A mensagem de Dina era um nada, uma besteira, uma pergunta ocasional, feita todos os dias, várias vezes ao dia, por várias pessoas ao redor do mundo. Mas naquele exato momento, ela tinha o peso das mil coisas que Ana deixou de lado para tentar ser alguém que ela nem sabia quem era.

E ela voltou a chorar, mais e mais. Viu o quanto estava péssima. E como se alguém tivesse soprado uma ideia no seu ouvido, uma vontade súbita de ver fotos antigas lhe ocorreu. Ela deixou o celular de lado e pegou o álbum de fotografias. 

Ana com três anos com o Sapeca, ela morrendo de rir enquanto ele lambia seu rosto e balançava o rabo. Ana sentada numa cadeirinha de bebê com o rosto todo sujo de chocolate, de olhos fechados e boca aberta mostrando os dentinhos separados, tão lindos! Por que mesmo que ela não gostava deles? 
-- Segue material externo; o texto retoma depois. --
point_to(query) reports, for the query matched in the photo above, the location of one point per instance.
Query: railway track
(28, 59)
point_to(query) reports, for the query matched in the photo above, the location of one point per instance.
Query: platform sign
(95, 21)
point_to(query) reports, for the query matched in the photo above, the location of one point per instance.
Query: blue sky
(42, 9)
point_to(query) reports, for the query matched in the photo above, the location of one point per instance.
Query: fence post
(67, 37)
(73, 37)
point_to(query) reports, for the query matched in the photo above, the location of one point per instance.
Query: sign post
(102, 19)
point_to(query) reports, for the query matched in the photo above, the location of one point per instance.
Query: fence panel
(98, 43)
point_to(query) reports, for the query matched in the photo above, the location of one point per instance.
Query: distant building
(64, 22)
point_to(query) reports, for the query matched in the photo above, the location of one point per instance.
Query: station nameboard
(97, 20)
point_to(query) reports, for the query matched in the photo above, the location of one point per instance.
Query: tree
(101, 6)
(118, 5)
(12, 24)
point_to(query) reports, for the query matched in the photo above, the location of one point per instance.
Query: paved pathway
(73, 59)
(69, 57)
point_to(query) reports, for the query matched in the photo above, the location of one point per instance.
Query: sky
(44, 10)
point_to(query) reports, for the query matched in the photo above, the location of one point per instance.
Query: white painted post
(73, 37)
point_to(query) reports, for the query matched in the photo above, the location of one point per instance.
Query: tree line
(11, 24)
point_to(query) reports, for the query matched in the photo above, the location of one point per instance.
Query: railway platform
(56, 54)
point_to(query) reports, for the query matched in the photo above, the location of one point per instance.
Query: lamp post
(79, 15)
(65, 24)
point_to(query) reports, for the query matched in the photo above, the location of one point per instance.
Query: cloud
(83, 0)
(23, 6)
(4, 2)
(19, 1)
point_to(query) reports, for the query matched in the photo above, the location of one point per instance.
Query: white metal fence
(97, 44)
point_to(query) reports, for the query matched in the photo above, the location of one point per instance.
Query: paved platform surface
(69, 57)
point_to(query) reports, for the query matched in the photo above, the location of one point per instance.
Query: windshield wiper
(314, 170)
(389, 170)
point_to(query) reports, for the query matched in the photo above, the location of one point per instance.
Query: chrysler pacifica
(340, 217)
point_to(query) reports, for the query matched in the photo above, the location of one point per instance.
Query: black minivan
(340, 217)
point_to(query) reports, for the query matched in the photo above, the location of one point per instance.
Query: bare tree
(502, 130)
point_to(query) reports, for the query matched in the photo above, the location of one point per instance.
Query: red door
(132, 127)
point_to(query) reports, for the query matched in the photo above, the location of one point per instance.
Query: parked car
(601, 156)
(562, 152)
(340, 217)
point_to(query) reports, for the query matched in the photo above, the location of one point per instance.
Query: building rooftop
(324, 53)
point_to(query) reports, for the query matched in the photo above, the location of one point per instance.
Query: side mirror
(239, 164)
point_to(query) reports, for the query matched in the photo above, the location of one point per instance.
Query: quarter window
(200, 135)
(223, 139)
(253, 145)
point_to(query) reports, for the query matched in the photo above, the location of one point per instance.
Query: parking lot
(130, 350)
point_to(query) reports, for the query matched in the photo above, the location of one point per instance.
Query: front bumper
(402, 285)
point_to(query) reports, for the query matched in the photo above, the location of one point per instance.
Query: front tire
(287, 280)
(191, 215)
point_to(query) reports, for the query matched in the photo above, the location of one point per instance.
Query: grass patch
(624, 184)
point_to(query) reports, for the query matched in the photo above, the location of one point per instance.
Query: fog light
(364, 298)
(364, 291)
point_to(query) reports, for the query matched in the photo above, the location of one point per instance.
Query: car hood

Ana chorando na frente da escola em seu primeiro dia de aula, sua mãe a consolando. Em outra foto, as duas novamente, sentadas no piso de madeira em um canto da sala antiga da sua avó. Sua mãe era tão dedicada, ela merecia saber disso, por que ninguém nunca falava isso para ela? 

Seu pai pondo um churrasco na mesa, coberta com uma toalha de plástico estampada de flores, enquanto ela e os primos esperavam famintos. Ana tomando banho de mangueira só de calcinha no quintal. 

E ali, assim, olhando de longe, em perspectiva, tudo parecia tão certo e tão bom e aconchegante e quente e real, firme. Ana encontrou sentido em tudo, e nenhuma falta era mais falta, e nenhuma reclamação valia mais a pena, todos os seus desejos e a loucura por uma vida que ela nem sabia se realmente queria, esses sim, se tornaram pequenos e medíocres diante da vida que ela tinha, que ela já teve.

E uma estranha percepção se abateu sobre Ana naquele quarto, a de que a sua vida não poderia ser medida pelo momento que ela vivia agora, mas pelo todo, era o todo que fazia sentido.

Ela se levantou, tomou um banho, foi à cozinha e fez brigadeiro. Voltou para o quarto, ligou a TV em um programa ruim, desses que passam de madrugada, e deitou na cama comendo o doce. Ana riu da mulher na TV, ela fazia um merchand de vitamina para os ossos. Pegou o celular e viu a mensagem de Dina. Resolveu responder: estou mudando.